History of the Alexander Grape
This discovery was made by James Alexander in the year 1740 who happened to be a gardener to the then governor, Mr. Thomas Penn.
Though this is a widely accepted theory, some suggest that the discovery was not made by James Alexander, but it was his son, John Alexander, who made the discovery who as well, worked as a gardener to the Governor John Penn.
The Alexander grape was found in a vineyard planted in the year 1680 or earlier with vines from the European region by Mr. Andrew Doz for Mr.William Penn and hence the vinifera parent.
About after fifteen years from the date of plantation, probably in the year 1756, Col.

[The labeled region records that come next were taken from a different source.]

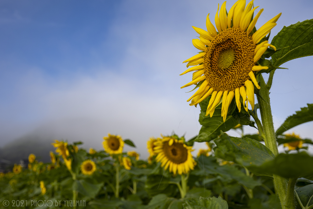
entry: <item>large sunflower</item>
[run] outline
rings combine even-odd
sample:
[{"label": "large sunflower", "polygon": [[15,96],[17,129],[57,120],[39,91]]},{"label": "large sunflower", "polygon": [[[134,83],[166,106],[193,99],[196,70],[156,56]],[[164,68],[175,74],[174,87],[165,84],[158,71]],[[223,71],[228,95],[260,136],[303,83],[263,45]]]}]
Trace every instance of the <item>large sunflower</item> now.
[{"label": "large sunflower", "polygon": [[222,102],[222,116],[224,122],[228,107],[234,96],[237,107],[241,110],[240,96],[244,107],[248,111],[248,101],[252,109],[254,107],[254,87],[258,84],[254,72],[268,69],[259,65],[257,62],[270,46],[275,47],[261,39],[275,26],[281,13],[272,18],[253,33],[253,30],[263,11],[262,9],[251,21],[254,10],[252,9],[253,1],[246,7],[245,0],[239,0],[226,11],[226,2],[219,5],[215,16],[215,23],[218,33],[211,23],[209,14],[207,17],[208,31],[192,26],[200,35],[199,39],[193,39],[192,44],[203,51],[184,61],[187,67],[194,66],[181,75],[195,71],[192,81],[181,88],[201,82],[198,91],[189,98],[190,105],[196,105],[212,94],[206,116],[212,117],[215,107]]},{"label": "large sunflower", "polygon": [[110,154],[121,154],[123,152],[124,142],[119,135],[111,135],[103,137],[103,148],[105,152]]},{"label": "large sunflower", "polygon": [[170,172],[175,175],[187,173],[193,170],[194,160],[191,151],[192,147],[189,147],[183,140],[178,140],[170,137],[163,137],[154,142],[154,150],[157,154],[156,158],[157,162],[162,163],[161,166],[166,170],[169,168]]},{"label": "large sunflower", "polygon": [[96,164],[90,159],[86,160],[80,165],[80,170],[84,175],[90,175],[94,173],[96,169]]}]

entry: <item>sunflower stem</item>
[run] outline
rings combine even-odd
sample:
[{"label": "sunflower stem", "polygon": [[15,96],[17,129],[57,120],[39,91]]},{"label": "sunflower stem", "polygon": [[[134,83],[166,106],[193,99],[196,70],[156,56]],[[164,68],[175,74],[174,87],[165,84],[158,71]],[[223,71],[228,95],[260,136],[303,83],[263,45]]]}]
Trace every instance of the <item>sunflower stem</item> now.
[{"label": "sunflower stem", "polygon": [[[264,100],[257,96],[260,106],[260,112],[263,124],[265,145],[272,151],[275,156],[278,155],[278,149],[274,130],[273,116],[270,105],[269,88],[268,88],[262,75],[259,77],[261,89],[260,93]],[[279,196],[282,209],[286,209],[284,204],[285,201],[287,184],[286,179],[277,175],[273,175],[274,182]]]},{"label": "sunflower stem", "polygon": [[120,175],[119,173],[119,170],[120,169],[120,165],[119,163],[118,160],[116,159],[115,161],[115,170],[116,170],[116,174],[115,177],[115,197],[118,198],[119,195],[119,190],[120,186]]}]

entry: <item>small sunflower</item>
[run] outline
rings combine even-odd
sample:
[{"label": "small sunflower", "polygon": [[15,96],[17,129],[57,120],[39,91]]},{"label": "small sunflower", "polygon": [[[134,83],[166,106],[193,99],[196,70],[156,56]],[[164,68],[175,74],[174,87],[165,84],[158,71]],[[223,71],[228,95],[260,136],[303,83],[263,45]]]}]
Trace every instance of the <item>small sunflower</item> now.
[{"label": "small sunflower", "polygon": [[103,139],[103,148],[110,154],[121,154],[123,152],[124,142],[119,135],[111,135],[109,133]]},{"label": "small sunflower", "polygon": [[129,151],[127,152],[127,155],[130,157],[135,157],[136,160],[139,159],[139,154],[135,151]]},{"label": "small sunflower", "polygon": [[295,140],[288,143],[285,143],[284,144],[284,147],[287,147],[288,148],[289,150],[295,150],[297,148],[302,148],[303,146],[303,140],[301,139],[300,136],[295,134],[293,132],[292,134],[286,134],[285,135],[286,139],[294,139]]},{"label": "small sunflower", "polygon": [[33,163],[36,159],[36,156],[33,154],[31,154],[28,156],[28,161],[30,163]]},{"label": "small sunflower", "polygon": [[96,151],[92,148],[91,148],[89,149],[89,154],[95,154],[96,152],[97,152]]},{"label": "small sunflower", "polygon": [[93,161],[90,159],[86,160],[80,165],[80,170],[84,175],[90,175],[95,171],[96,167]]},{"label": "small sunflower", "polygon": [[55,155],[52,151],[50,151],[50,159],[51,163],[53,164],[55,163]]},{"label": "small sunflower", "polygon": [[56,151],[60,155],[62,155],[64,159],[66,158],[69,156],[69,153],[67,149],[67,143],[62,141],[59,141],[57,140],[55,140],[54,143],[52,143],[51,144],[53,146],[57,148]]},{"label": "small sunflower", "polygon": [[19,174],[22,171],[22,166],[20,165],[14,164],[14,167],[13,167],[13,172],[14,173],[16,174]]},{"label": "small sunflower", "polygon": [[193,151],[192,147],[186,145],[182,140],[163,137],[155,142],[154,145],[154,152],[157,154],[156,160],[162,163],[161,166],[164,167],[165,170],[169,167],[170,172],[175,175],[178,171],[180,175],[193,170],[194,160],[191,153]]},{"label": "small sunflower", "polygon": [[125,169],[130,170],[131,169],[131,161],[129,158],[123,157],[123,165]]},{"label": "small sunflower", "polygon": [[183,62],[188,62],[187,67],[194,66],[181,74],[195,71],[192,74],[192,81],[181,88],[197,83],[200,85],[198,91],[187,101],[191,100],[189,105],[196,106],[212,94],[206,116],[209,114],[212,117],[215,107],[222,101],[221,116],[224,122],[234,96],[239,112],[240,96],[246,111],[248,111],[248,101],[252,109],[254,108],[253,84],[258,89],[260,87],[254,72],[268,69],[257,62],[269,46],[276,50],[268,41],[259,42],[276,25],[275,23],[281,13],[271,19],[251,35],[263,9],[251,21],[254,10],[259,7],[252,9],[253,1],[245,8],[245,0],[239,0],[227,14],[225,2],[221,6],[219,16],[218,4],[214,20],[218,34],[211,23],[209,15],[207,17],[207,31],[192,26],[200,35],[200,39],[192,39],[192,44],[202,51]]},{"label": "small sunflower", "polygon": [[40,188],[41,189],[41,194],[44,195],[47,192],[47,189],[44,186],[44,181],[40,181]]},{"label": "small sunflower", "polygon": [[150,153],[150,156],[151,157],[154,156],[156,154],[153,150],[153,148],[155,146],[154,143],[158,139],[158,138],[156,139],[154,137],[151,137],[149,141],[147,142],[147,149],[148,149],[148,151]]},{"label": "small sunflower", "polygon": [[208,157],[210,155],[209,152],[210,150],[208,149],[199,149],[198,151],[198,154],[197,154],[197,157],[198,158],[200,155],[204,155]]}]

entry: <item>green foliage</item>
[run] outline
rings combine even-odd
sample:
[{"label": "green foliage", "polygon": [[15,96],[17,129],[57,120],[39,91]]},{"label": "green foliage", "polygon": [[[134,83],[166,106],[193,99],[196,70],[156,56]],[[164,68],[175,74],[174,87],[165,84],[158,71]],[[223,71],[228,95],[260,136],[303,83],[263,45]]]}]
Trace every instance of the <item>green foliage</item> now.
[{"label": "green foliage", "polygon": [[284,26],[271,44],[278,50],[272,55],[273,64],[279,66],[290,60],[313,55],[313,19]]},{"label": "green foliage", "polygon": [[281,135],[285,131],[298,125],[313,121],[313,104],[308,104],[307,107],[302,107],[287,118],[276,131],[277,135]]},{"label": "green foliage", "polygon": [[218,197],[200,197],[199,199],[192,199],[186,200],[183,204],[184,209],[228,209],[228,206],[226,201]]}]

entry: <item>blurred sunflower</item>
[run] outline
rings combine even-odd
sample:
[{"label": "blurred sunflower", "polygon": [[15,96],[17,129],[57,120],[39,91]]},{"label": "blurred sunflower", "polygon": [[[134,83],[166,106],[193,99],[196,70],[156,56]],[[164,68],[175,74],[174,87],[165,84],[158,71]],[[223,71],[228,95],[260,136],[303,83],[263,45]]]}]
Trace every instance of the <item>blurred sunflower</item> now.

Benjamin Tusker Junior took the grape vine and planted it in his sister’s estate located at the Prince George’s County in Maryland from where its spread was quick and rapid to the surrounding regions and far, thanks to the successful wine created by Tasker with the name Pinney 1989.
This wine was also popularized by the Bartramian family at their own estate garden in Philadelphia and widely distributed by William Bartram after the American Revolution.
According to Galet, this grape was planted in the state of Indiana in the earlier part of the 19th century, only to be later replaced by the more disease resistant grape variant Catawba in a slow and a gradual manner, only to be completely wiped out of the country.
In the 18th century and much of the 19th century, it was practically impossible to grow any wine grape which belonged to the European origin in the open air in the eastern part of the North American continent.
The Alexander grape combined the disease resistance capability along with the pest resistance quality from the North American grapes with the good qualities of the wine grapes from the European subcontinent.
This combination which created hybrids was perfectly acceptable grapes for large scale plantation and wine production.
The Alexander grape was the foundation for the first effective, popular and successful North American wine making industry over much of the eastern coast, in the state of Pennsylvania in the year 1790, and in surrounding states of Virginia, New Jersey, Maryland, Ohio, and Indiana in the year 1806.
The Alexander grape might be extinct for now, and hence it is now currently unknown if any live vines or any material of this grape variety still exists somewhere in the world.
Characteristics of Alexander Grapes
Alexander grapes used to make up light bodied red wines which tended to give impressive and fresh flavours of strawberries and berries, although they might have had a problem of getting affected by the nasty foxy flavours which are quite common amongst the Labrusca specie of grapes.
These grapes would have been having dark coloured purple skins which do not add much colour to the wine as they had a tendency to detach away from the flesh quite easily.